NYMEX Strip Prices (MarketWatch)

As can be seen, the NYMEX strip is very bullish for the remainder of this year. The natural gas producers in the FCG ETF can all generate significant FCF at $4 gas. At a $6+ gas price, they will generate massive FCF. Enough to enable them to easily strengthen their balance sheets (if they need even need to), reward shareholders with increasing dividends, and to make significant share buybacks as well. Indeed, the biggest problems facing the CEOs of these companies is how to best allocate all the FCF they will generate this year.

Risks

Yet I don’t want to minimize the risks either.
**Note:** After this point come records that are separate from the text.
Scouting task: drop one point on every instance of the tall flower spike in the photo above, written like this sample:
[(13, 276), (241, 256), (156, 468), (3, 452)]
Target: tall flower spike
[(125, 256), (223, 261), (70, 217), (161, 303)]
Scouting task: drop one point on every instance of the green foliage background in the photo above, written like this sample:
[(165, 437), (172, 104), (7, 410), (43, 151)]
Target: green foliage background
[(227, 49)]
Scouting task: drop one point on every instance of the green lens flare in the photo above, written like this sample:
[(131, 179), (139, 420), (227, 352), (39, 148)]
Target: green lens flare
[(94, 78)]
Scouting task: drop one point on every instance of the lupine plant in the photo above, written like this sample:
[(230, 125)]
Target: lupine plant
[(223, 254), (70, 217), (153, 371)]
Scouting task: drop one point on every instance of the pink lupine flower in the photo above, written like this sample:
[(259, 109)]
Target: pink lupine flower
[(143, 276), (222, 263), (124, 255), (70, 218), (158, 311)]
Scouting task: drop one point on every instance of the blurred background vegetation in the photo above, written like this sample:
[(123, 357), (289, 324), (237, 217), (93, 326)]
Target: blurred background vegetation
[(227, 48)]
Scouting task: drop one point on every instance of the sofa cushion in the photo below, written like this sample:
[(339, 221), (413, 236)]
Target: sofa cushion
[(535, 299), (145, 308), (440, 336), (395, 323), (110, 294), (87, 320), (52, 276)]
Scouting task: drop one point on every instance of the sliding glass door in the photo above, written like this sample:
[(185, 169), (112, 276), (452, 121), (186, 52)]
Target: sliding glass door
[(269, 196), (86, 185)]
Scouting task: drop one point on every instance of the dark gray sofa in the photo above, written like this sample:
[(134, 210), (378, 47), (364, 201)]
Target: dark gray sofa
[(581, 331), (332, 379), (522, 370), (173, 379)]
There is massive geopolitical risks as a result of large-scale Covid lockdowns in China, Putin’s invasion of Ukraine – which could turn into a long-term ordeal of epic proportions, and higher inflation and interest rates. All of these factors could lead to a slowing domestic (and global) economy and perhaps even a severe recession. That would lead to a significant reduction in global natural gas demand, and put pressure on the price of gas.
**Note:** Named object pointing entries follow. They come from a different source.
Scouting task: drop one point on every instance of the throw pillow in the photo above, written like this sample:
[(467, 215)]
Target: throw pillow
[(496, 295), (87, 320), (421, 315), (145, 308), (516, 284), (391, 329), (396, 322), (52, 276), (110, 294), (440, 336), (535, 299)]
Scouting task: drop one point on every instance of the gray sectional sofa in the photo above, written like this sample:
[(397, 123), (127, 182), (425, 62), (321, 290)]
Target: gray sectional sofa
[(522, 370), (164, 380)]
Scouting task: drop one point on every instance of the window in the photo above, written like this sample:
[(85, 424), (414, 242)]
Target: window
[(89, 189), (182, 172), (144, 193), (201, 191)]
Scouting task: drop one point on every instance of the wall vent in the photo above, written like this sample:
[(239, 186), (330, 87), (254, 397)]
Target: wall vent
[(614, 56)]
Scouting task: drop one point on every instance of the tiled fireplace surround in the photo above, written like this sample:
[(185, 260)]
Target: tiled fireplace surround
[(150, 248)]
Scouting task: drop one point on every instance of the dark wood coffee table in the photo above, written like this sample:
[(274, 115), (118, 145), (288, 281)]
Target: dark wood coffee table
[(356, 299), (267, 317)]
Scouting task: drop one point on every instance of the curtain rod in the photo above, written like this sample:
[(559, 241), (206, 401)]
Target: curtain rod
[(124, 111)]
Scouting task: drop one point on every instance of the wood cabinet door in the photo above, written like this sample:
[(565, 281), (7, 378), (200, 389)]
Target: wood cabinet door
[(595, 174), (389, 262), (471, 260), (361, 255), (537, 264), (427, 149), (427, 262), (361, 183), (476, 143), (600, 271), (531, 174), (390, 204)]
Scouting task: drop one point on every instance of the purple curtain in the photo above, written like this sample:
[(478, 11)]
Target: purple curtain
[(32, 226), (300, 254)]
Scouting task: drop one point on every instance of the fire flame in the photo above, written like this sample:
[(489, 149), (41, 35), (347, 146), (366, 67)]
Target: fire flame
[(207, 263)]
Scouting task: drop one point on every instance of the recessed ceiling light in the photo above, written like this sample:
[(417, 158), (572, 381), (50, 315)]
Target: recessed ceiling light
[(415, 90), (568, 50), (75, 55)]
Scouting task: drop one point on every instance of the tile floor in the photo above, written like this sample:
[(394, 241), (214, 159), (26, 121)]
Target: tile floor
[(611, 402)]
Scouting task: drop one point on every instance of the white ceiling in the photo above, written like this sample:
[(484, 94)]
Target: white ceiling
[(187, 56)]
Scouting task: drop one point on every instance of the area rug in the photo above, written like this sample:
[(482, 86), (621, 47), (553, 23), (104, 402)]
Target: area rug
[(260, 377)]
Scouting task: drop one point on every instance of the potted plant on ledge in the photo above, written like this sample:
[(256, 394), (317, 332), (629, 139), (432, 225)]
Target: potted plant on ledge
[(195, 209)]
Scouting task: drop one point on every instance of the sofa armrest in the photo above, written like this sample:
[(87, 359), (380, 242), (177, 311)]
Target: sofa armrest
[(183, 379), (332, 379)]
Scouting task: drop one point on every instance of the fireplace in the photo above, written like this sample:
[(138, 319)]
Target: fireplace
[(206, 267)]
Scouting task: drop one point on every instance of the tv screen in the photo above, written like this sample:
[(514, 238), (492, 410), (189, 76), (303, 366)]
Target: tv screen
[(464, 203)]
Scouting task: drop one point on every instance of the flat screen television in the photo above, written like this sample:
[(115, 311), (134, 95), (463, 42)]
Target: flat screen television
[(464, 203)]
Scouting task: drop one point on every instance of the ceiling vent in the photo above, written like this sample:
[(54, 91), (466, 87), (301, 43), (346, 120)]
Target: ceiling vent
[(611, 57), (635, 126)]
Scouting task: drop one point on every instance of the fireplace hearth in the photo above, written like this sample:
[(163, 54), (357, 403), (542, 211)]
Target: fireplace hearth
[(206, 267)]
Meantime, despite all the false energy narratives flying around these days (that I have written about recently on Seeking Alpha), and being generated by energy company CEOs and reflected through many politicians and the media, that there were somehow big limitations in the availability of rigs and/or crews to man them, note the U.S. rig count actually increased by +16 last week. While the majority of those rigs (+9) were deployed to focus on oil production in the Permian, note that oil rigs also produce significant volumes of associated natural gas. As energy investors know all too well, we live in a new “era of energy abundance” and all one has to do to remember that fact is to look at the first graphic in this article to remind themselves that the domestic natural gas market was over-supplied for many years, pushing the price down to very low levels – under $3 for long periods of time. That being the case, were there to be a significant slowdown in LNG export volumes, that would be reflected back into an over-supply of domestic gas – and lower prices.

Summary & Conclusions

While most of the big natural gas producers in the US have already had big run-ups in their stock prices, they arguably still trade at relatively low valuation levels. Also, note that many of the companies in the FCG ETF also produce significant quantities of high-priced oil – Occidental Petroleum (OXY), COP, and EOG Resources – just to name a few. That being the case, the FCG ETF is really an allocation to both oil & gas production and prices, and is very well diversified. While the fund has a relatively high 0.60% expense fee, those investors who want to participate in the sector, but either don’t have expertise or don’t want to spend the time evaluating individual securities, this ETF is one way to get well-diversified exposure to the natural gas sector. FCG is a BUY.

I’ll end with a 10-year chart and point out that during the shale-induced new “era of energy abundance”, this fund has been a miserable performer during the biggest bull-market of our lives. However, as I also pointed out earlier, the current forward strip is very bullish for the companies in the FCG portfolio.